Python User Guide


1. Install

  • We recommend using conda to prepare the Python environment as follows:

    conda create -n zoo python=3.7  # "zoo" is conda environment name, you can use any name you like.
    conda activate zoo
    
  • You need to install JDK in the environment, and properly set the environment variable JAVA_HOME. JDK8 is highly recommended.

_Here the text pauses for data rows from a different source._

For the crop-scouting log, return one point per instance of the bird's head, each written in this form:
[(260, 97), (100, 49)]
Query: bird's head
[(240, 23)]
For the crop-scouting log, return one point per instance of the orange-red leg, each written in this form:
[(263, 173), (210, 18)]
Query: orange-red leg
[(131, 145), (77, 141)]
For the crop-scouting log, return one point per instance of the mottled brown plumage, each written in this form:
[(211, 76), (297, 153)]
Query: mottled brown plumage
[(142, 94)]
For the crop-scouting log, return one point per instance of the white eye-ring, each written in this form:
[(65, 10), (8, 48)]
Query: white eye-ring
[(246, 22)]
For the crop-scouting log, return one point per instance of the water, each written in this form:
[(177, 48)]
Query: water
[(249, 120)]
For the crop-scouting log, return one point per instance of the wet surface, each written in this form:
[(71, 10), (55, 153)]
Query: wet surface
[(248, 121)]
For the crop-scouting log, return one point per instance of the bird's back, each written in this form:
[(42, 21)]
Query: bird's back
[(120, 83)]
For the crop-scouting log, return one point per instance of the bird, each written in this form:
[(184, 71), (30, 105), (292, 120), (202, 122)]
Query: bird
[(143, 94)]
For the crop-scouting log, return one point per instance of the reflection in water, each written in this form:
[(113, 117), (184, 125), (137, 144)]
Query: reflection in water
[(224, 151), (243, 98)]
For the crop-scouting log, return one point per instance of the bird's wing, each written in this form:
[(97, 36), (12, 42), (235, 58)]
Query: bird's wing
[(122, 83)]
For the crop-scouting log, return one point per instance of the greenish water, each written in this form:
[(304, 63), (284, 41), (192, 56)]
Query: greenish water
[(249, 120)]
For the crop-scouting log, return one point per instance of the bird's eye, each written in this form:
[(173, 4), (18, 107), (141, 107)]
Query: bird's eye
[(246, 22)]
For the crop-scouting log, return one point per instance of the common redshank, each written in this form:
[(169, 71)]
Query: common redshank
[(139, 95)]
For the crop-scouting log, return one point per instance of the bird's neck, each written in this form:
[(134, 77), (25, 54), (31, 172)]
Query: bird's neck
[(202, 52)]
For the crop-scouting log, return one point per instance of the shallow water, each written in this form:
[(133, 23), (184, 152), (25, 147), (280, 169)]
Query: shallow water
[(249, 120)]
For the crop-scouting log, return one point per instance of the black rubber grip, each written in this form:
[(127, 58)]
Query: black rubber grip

    You may take the following commands as a reference for installing OpenJDK:

    # For Ubuntu
    sudo apt-get install openjdk-8-jre
    export JAVA_HOME=/usr/lib/jvm/java-8-openjdk-amd64/
    
    # For CentOS
    su -c "yum install java-1.8.0-openjdk"
    export JAVA_HOME=/usr/lib/jvm/java-1.8.0-openjdk-1.8.0.282.b08-1.el7_9.x86_64/jre
    
    export PATH=$PATH:$JAVA_HOME/bin
    java -version  # Verify the version of JDK.
    

1.1 Official Release

You can install the latest release version of Analytics Zoo as follows:

pip install analytics-zoo

Note: Installing Analytics Zoo will automatically install bigdl==0.13.0, pyspark==2.4.6, conda-pack==0.3.1 and their dependencies if they haven’t been detected in your conda environment.

1.2 Nightly Build

You can install the latest nightly build of Analytics Zoo as follows:

pip install --pre --upgrade analytics-zoo

Alternatively, you can find the list of the nightly build versions here, and install a specific version as follows:

pip install analytics-zoo=version

Note: If you are using a custom URL of Python Package Index, you may need to check whether the latest packages have been sync’ed with pypi. Or you can add the option -i https://pypi.python.org/simple when pip install to use pypi as the index-url.


2. Run

Note: Installing Analytics Zoo from pip will automatically install pyspark. To avoid possible conflicts, you are highly recommended to unset the environment variable SPARK_HOME if it exists in your environment.

2.1 Interactive Shell

You may test if the installation is successful using the interactive Python shell as follows:

  • Type python in the command line to start a REPL.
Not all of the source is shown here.